Desde que vimos a mãe de Bambi cair no chão, começamos a entender o conceito de morte.
Pelo menos pensamos que sim: a simples definição de morte (o corpo para de funcionar) não considera quantas coisas ainda precisam ser entendidas.
“Na verdade, não sabemos nada sobre o que acontece quando morremos”, dados Pedro Nobre, professor da Universidade do Alabama. Noble testou essa “ignorância” em si mesmo quando se deparou com uma descoberta que surpreenderá os estudiosos.
Existem alguns genes adormecidos no organismo que são ativados apenas horas ou até dias após a morte de um organismo.
O papel dos genes
Um gene é um conjunto de instruções químicas feitas de DNA que dizem ao corpo como fazer algo. Quando um gene é ativado, essas instruções são transcritas do nosso RNA, e nossas células podem então usar essas sequências transcritas como base para a construção de moléculas complexas. Em outras palavras, se um gene é uma receita de um livro de receitas, a ativação é como transcrever essa receita para obter a lista de ingredientes a serem comprados para prepará-la.
A descoberta
Noble e seus colegas da Universidade de Washington estavam testando uma técnica para medir a atividade genética. Como medida de controlo, analisaram tecidos retirados de peixes-zebra mortos, na esperança de medir a rápida deterioração das atividades celulares. E foi isso que eles realmente encontraram. Com algumas exceções chocantes.
Após a sua morte, cerca de 1% dos genes do peixe-zebra começam a ser ativados, como se dissessem às células para se prepararem para construir algo.
A ideia de que os genes começam a se mover após a morte de um organismo era totalmente surpreendente, a tal ponto que os pesquisadores pensaram que se tratava de um erro de medição. Repetindo os testes, o fenômeno voltou a tempo. Nos peixes, e depois nos ratos, o que parecia impossível acabou sendo certo: existem genes que ativam horas, às vezes dias após a morte de um organismo.
O ponto de viragem
Os resultados instrumentais não restringiram o ceticismo dos cientistas, até uma equipe liderada por Roderic Guigó no Centro de Regulação Genética de Barcelona ele também descobriu o mesmo fenômeno em humanos.
Guigó e sua equipe estudavam a regulação de genes nos tecidos de pessoas que doaram seus corpos para a ciência.
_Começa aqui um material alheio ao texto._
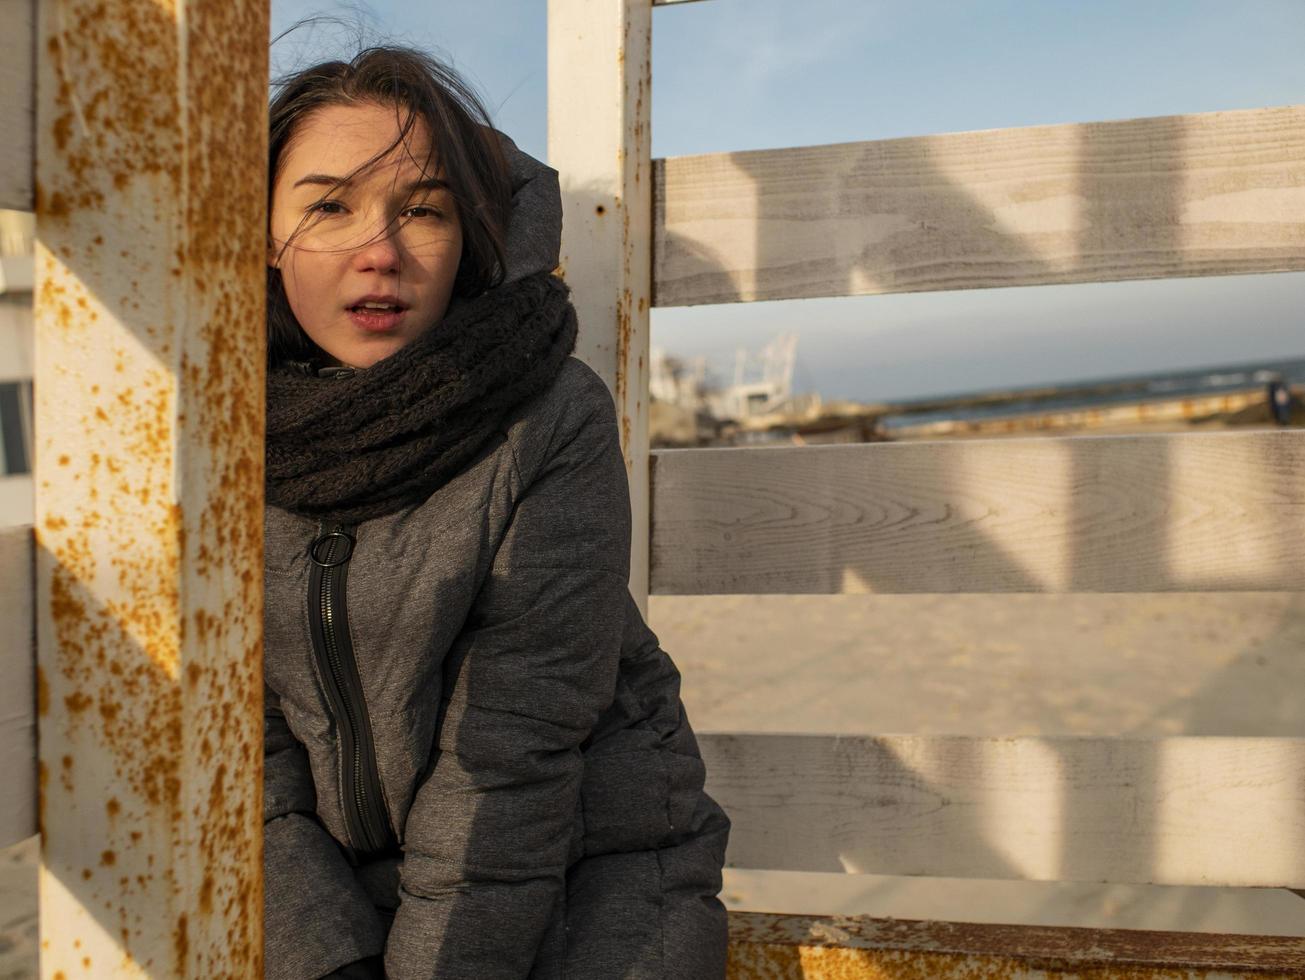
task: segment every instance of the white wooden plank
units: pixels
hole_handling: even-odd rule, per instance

A publicação dos resultados dos estudos da Noble em peixes e ratos não os surpreendeu: eles chegaram à mesma conclusão quase simultaneamente.
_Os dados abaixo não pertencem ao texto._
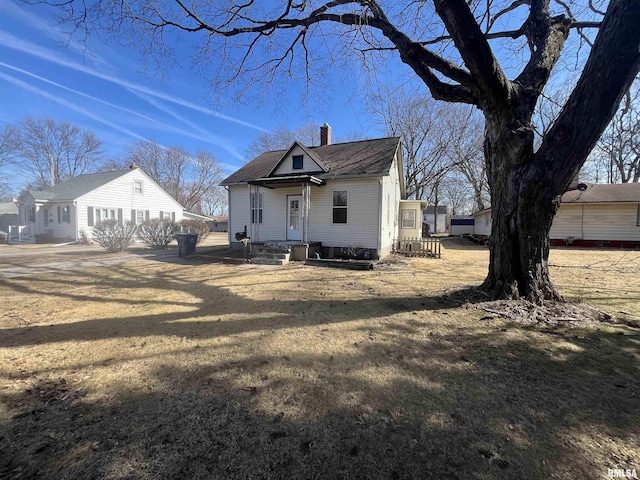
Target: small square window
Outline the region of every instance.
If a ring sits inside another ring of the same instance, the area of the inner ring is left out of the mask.
[[[139,180],[136,180],[133,182],[133,193],[137,193],[142,195],[142,182]]]
[[[302,170],[303,167],[303,157],[302,155],[294,155],[293,156],[293,169],[294,170]]]

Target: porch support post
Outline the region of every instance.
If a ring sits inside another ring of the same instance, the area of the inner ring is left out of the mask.
[[[249,187],[249,228],[247,229],[247,235],[249,235],[249,237],[253,237],[253,222],[251,221],[251,214],[253,212],[253,204],[251,203],[251,201],[253,200],[251,198],[252,185],[248,183],[247,186]]]
[[[302,243],[309,243],[309,207],[311,203],[311,185],[302,184]]]

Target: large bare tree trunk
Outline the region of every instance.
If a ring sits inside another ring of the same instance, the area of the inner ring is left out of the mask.
[[[533,132],[526,117],[486,117],[485,156],[491,187],[489,273],[483,284],[496,298],[561,300],[548,268],[549,230],[557,202],[542,188],[544,172],[531,162]],[[508,119],[508,120],[506,120]],[[507,123],[507,121],[509,123]],[[537,171],[538,170],[538,171]]]

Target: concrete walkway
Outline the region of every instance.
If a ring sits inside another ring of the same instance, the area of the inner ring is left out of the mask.
[[[210,235],[197,252],[226,245],[227,237]],[[69,258],[65,259],[65,256]],[[42,261],[39,261],[42,259]],[[22,263],[24,261],[24,263]],[[166,250],[134,246],[122,253],[108,253],[98,245],[0,245],[0,279],[31,277],[69,270],[105,267],[127,262],[182,261],[175,245]]]

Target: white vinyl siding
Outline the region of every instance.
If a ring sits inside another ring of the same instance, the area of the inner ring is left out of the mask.
[[[142,194],[135,193],[136,182],[141,182]],[[175,221],[179,222],[182,220],[183,211],[178,202],[140,169],[131,170],[79,197],[77,199],[77,207],[78,231],[84,230],[88,236],[93,233],[92,227],[89,226],[89,207],[94,209],[94,224],[98,221],[95,215],[97,209],[102,212],[107,210],[109,218],[111,218],[111,211],[113,210],[115,212],[115,220],[120,220],[120,216],[122,216],[123,222],[132,219],[131,213],[134,210],[148,211],[149,218],[159,218],[160,212],[170,213],[172,218],[175,216]],[[119,210],[122,210],[122,212]],[[146,218],[146,214],[144,218]],[[104,220],[104,217],[102,219]]]
[[[550,237],[640,241],[638,206],[633,203],[560,205],[553,219]]]
[[[378,252],[381,257],[391,253],[393,240],[398,236],[400,196],[400,177],[396,158],[391,164],[389,175],[382,177],[380,251]]]
[[[348,223],[333,223],[333,191],[349,192]],[[380,184],[377,178],[334,180],[311,188],[309,239],[333,247],[378,248]]]
[[[474,215],[474,218],[473,234],[486,237],[491,235],[491,212],[488,211],[480,215]]]
[[[245,226],[247,227],[249,236],[251,236],[249,187],[246,184],[231,185],[229,187],[229,240],[235,242],[235,234],[242,232]]]
[[[47,205],[47,208],[49,208],[50,221],[46,230],[51,230],[55,238],[76,240],[76,208],[74,205],[69,202],[53,203]],[[39,207],[39,210],[43,211],[44,209]],[[44,223],[44,218],[42,220]]]
[[[401,200],[399,208],[400,229],[398,240],[422,238],[422,205],[420,201]]]

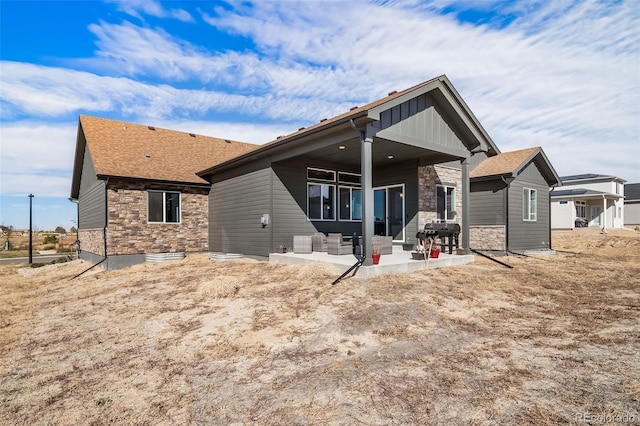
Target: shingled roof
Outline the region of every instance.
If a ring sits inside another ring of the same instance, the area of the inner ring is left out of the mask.
[[[258,147],[195,133],[81,115],[72,197],[79,185],[85,141],[98,176],[191,184],[207,184],[196,172]]]
[[[540,147],[503,152],[489,157],[473,169],[469,177],[471,179],[480,179],[498,176],[516,176],[538,156],[540,158],[538,165],[542,168],[541,172],[546,175],[547,181],[551,185],[560,184],[560,177]]]

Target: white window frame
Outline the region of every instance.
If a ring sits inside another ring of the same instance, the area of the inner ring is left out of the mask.
[[[587,203],[584,201],[576,201],[575,202],[576,205],[576,217],[581,217],[583,219],[587,218]],[[580,211],[582,211],[582,213],[584,213],[584,215],[580,215],[578,214]]]
[[[341,189],[348,189],[349,190],[349,219],[343,219],[342,217],[340,217],[340,209],[342,208],[342,200],[341,200]],[[360,219],[354,219],[353,218],[353,190],[358,190],[360,191]],[[345,186],[345,185],[340,185],[338,186],[338,196],[337,196],[337,201],[338,201],[338,206],[340,206],[338,208],[338,221],[339,222],[362,222],[362,188],[359,186]]]
[[[151,216],[149,214],[149,208],[151,207],[149,203],[149,194],[151,193],[162,193],[162,221],[152,221],[149,219]],[[167,194],[178,194],[178,221],[177,222],[167,222]],[[156,190],[156,189],[148,189],[147,190],[147,223],[148,224],[160,224],[160,225],[179,225],[182,223],[182,193],[180,191],[164,191],[164,190]]]
[[[533,200],[531,195],[533,194]],[[531,203],[533,201],[533,204]],[[523,188],[522,191],[522,220],[524,222],[538,221],[538,190]]]
[[[438,214],[440,213],[439,210],[439,205],[438,205],[438,188],[443,188],[444,190],[444,199],[445,199],[445,206],[444,206],[444,219],[440,219],[438,218]],[[452,193],[451,193],[451,199],[453,200],[453,208],[451,209],[451,211],[453,212],[453,217],[450,218],[448,216],[448,209],[447,209],[447,205],[446,205],[446,200],[447,200],[447,191],[449,189],[453,189]],[[436,218],[438,220],[438,222],[455,222],[456,218],[458,217],[458,212],[456,211],[456,197],[458,196],[458,188],[456,188],[454,185],[447,185],[447,184],[441,184],[441,185],[436,185]]]
[[[321,200],[321,205],[320,205],[320,218],[314,218],[314,217],[310,217],[309,213],[310,213],[310,208],[309,208],[309,187],[311,185],[316,185],[316,186],[320,186],[320,200]],[[329,206],[329,209],[333,212],[333,218],[330,219],[324,219],[322,216],[322,212],[324,211],[324,202],[322,201],[322,188],[323,187],[330,187],[333,188],[333,205]],[[307,220],[308,221],[314,221],[314,222],[335,222],[337,216],[339,216],[338,214],[336,214],[336,201],[338,198],[338,194],[336,191],[336,185],[335,184],[331,184],[331,183],[323,183],[323,182],[307,182]]]
[[[341,175],[349,175],[349,176],[357,176],[360,178],[360,183],[356,183],[356,182],[349,182],[349,181],[345,181],[340,179]],[[343,185],[351,185],[351,186],[357,186],[360,187],[362,186],[362,175],[360,175],[360,173],[352,173],[352,172],[338,172],[338,183],[341,183]]]

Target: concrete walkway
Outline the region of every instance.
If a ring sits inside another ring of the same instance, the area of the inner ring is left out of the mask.
[[[314,251],[310,254],[296,253],[271,253],[269,262],[286,263],[292,265],[304,265],[313,262],[325,262],[334,265],[341,272],[346,271],[357,259],[353,255],[332,255],[326,252]],[[428,269],[446,268],[459,266],[474,261],[473,255],[456,255],[440,253],[437,259],[429,259]],[[427,262],[424,260],[413,260],[410,251],[403,251],[402,246],[393,246],[392,254],[380,256],[380,263],[372,266],[361,266],[356,274],[357,277],[373,277],[382,274],[399,274],[404,272],[416,272],[427,269]]]

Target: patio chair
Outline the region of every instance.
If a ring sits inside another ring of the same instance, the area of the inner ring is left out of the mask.
[[[329,234],[327,237],[328,254],[353,254],[353,244],[342,239],[342,234]]]
[[[311,253],[311,235],[294,235],[293,236],[293,252],[294,253]]]
[[[313,251],[327,251],[327,236],[322,232],[316,232],[311,236],[311,246]]]

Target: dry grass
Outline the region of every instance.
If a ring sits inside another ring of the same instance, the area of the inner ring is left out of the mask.
[[[640,234],[349,279],[206,256],[0,267],[0,424],[640,419]]]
Consequências da descoberta?
“Compreender como os órgãos se comportam em nível molecular após o término dos processos celulares pode levar a uma maior compreensão dos processos relacionados aos transplantes ou à preservação de partes importantes do corpo”, diz Guigó.
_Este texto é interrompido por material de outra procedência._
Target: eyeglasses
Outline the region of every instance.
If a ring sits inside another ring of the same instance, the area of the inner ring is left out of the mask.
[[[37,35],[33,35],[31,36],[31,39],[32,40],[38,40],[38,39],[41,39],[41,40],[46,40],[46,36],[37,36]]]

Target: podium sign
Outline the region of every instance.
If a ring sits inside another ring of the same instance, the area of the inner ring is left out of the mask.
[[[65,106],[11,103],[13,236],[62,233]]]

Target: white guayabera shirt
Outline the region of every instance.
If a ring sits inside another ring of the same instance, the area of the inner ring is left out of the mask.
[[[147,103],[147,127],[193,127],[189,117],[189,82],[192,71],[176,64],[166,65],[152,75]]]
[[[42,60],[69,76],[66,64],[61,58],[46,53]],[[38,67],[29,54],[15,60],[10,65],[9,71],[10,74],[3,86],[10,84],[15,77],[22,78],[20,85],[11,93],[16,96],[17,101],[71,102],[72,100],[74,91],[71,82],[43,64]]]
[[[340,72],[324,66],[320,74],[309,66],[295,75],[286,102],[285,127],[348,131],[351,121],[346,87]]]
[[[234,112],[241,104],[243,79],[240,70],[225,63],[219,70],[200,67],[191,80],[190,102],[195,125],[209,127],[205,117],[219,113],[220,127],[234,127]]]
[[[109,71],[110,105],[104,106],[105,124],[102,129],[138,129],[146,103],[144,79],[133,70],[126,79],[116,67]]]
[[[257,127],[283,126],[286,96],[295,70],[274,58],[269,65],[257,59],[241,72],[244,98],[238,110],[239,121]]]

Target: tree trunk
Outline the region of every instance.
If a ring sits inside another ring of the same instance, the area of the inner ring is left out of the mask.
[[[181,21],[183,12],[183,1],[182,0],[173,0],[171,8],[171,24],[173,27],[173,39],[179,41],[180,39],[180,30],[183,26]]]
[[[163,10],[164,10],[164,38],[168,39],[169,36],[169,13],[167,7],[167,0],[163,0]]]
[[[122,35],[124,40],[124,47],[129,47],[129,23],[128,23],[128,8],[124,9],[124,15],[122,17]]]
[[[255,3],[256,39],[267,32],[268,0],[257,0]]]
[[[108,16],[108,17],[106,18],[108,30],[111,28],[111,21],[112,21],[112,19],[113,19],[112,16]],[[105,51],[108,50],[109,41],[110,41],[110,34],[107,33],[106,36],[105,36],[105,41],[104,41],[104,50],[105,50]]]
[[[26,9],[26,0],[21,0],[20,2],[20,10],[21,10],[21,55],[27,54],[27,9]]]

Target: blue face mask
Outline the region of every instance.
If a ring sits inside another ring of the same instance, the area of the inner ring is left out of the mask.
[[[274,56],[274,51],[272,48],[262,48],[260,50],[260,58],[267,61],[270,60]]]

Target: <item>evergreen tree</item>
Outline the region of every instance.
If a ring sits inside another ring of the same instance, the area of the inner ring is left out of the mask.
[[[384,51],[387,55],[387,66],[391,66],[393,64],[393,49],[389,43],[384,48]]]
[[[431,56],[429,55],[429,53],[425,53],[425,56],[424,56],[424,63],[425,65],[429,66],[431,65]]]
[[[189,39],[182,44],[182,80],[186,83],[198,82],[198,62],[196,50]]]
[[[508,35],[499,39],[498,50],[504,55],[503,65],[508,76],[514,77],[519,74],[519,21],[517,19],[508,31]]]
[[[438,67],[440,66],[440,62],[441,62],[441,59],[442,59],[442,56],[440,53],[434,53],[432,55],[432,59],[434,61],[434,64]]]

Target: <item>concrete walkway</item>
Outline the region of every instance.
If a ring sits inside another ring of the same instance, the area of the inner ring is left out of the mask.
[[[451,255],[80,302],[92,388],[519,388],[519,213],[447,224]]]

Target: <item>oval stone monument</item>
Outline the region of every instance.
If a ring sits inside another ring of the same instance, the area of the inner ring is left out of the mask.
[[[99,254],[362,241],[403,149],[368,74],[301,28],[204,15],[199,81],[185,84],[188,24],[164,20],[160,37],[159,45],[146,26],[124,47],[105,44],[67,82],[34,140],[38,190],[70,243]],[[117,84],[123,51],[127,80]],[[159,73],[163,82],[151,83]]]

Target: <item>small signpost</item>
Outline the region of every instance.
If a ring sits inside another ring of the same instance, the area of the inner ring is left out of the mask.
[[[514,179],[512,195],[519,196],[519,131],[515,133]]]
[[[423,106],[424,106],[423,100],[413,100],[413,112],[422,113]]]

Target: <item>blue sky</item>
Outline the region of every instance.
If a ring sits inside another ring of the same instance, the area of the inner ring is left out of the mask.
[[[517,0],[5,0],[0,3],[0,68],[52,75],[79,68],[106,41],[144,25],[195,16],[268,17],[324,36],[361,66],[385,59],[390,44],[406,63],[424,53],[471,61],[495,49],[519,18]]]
Outro importante campo de aplicação pode ser o da ciência forense: mudanças nos genes podem funcionar como um relógio real capaz de datar a morte de uma pessoa de uma a 24 horas antes.
Sim, mas por que isso acontece?
Enquanto, em um nível prático, a descoberta abre novas possibilidades para a ciência médica, a questão maior (por que alguns genes são ativados após a morte?) É um mistério.
Noble acredita que a chave deve ser encontrada no tipo de genes que se reativam após o sono durante a vida toda: muitos deles estão ligados a funções e atividades normalmente inibidas. Por exemplo, após a morte, o gene que diz às células para produzirem uma coluna vertebral é reativado (e como já existe uma, não há razão para desenvolver outra.
Em resumo, se o motivo da reativação genética “post-mortem” permanece desconhecido, o que agora parece evidente é que a morte é um processo muito mais complicado do que pensávamos.
As células do nosso corpo, ao que parece, não param de funcionar “tout court”. Eles simplesmente param de trabalhar juntos. O estudo do que acontece nas horas e dias imediatamente após a morte é uma fronteira completamente nova.
“Eu chamo isso de o pôr do sol da morte,” diz Nobre. “Onde ocorre a ruptura entre as células e todo o organismo em funcionamento? Esta é uma grande pergunta. Ninguém sabe."